Der israelische Fotograf setzt Kameradschaft rund ums Schlachtfeld in Szene. Foto: Adi Nes
© Adi Nes

Fotoausstellung über Männerbilder Wann ist ein Mann ein Mann?

Zarte Cowboys und kuschelige Soldaten: Die Ausstellung „Masculinities“ im Gropius Bau untersucht die vielen Facetten der Männlichkeit.

Es ist 170 Jahre her, dass Walt Whitman in seinem berühmten Gedicht „Song of Myself“ schrieb: „I am large, I contain multitudes.“ Dass Genderidentität vielfältig und wandelbar ist, bedarf aber auch heute noch vieler Bücher und Songs, obwohl die Rollenbilder seit den 1960er Jahren deutlich aufgebrochen wurden.

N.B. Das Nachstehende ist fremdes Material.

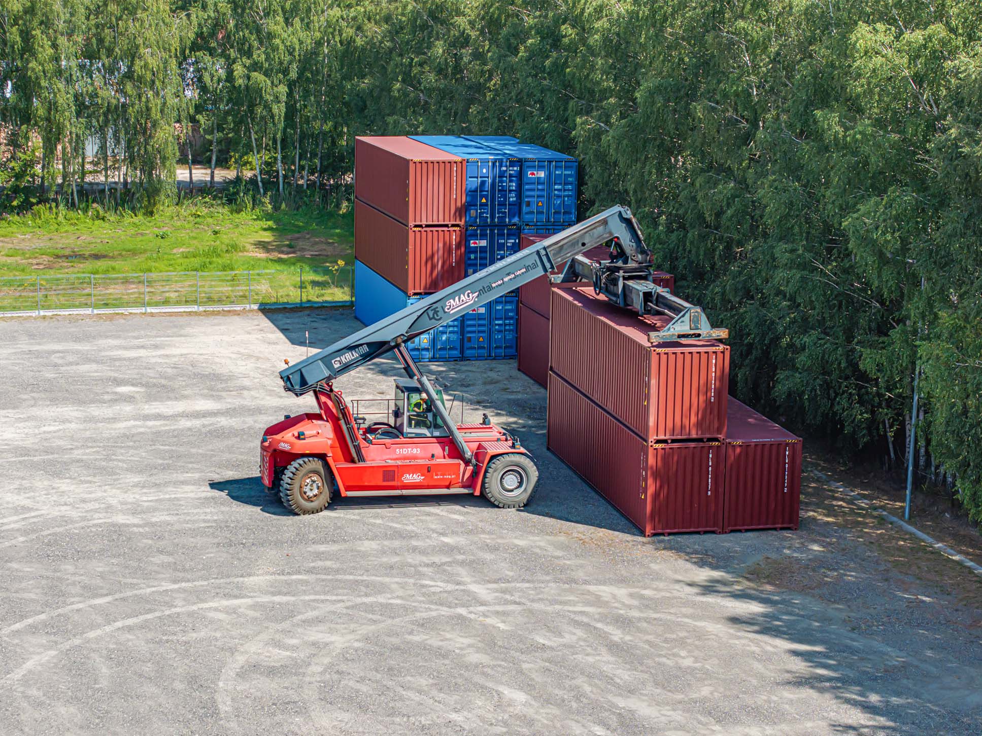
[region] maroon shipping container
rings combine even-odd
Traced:
[[[518,304],[518,370],[543,389],[549,379],[549,320]]]
[[[553,372],[546,438],[644,536],[721,531],[721,443],[645,442]]]
[[[549,367],[646,440],[723,438],[730,348],[648,342],[667,317],[639,317],[593,293],[552,289]]]
[[[532,243],[536,243],[539,240],[543,240],[549,236],[531,236],[523,235],[521,237],[521,247],[527,248]],[[595,248],[590,248],[585,253],[583,253],[587,258],[595,258],[597,260],[605,260],[610,257],[610,248],[605,245],[598,245]],[[560,264],[560,268],[552,273],[558,274],[562,271],[565,263]],[[663,287],[668,289],[672,293],[675,293],[675,277],[672,274],[667,274],[664,271],[653,272],[653,281],[655,286]],[[531,307],[536,312],[542,316],[549,317],[549,279],[545,276],[540,276],[534,281],[528,282],[528,284],[523,284],[518,288],[518,301],[527,307]]]
[[[723,531],[797,529],[801,440],[731,397]]]
[[[355,138],[355,197],[403,225],[463,225],[465,162],[405,135]]]
[[[409,295],[464,277],[464,229],[407,227],[355,200],[355,257]]]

Eine Fotoausstellung im Gropius Bau, übernommen aus dem Barbican Centre in London, spürt den vielfältigen Erscheinungsformen des Männlichen nach. „Masculinities: Liberation through Photography“ soll zeigen, wie Männlichkeit „performativ hergestellt und sozial konstruiert“ wird.

Männer kommen nicht im blauen Strampelanzug auf die Welt, so viel ist klar. Schreien tun sie allerdings auch noch im Erwachsenenalter. Dazu gibt es einen lustigen Videofilm in der Ausstellung.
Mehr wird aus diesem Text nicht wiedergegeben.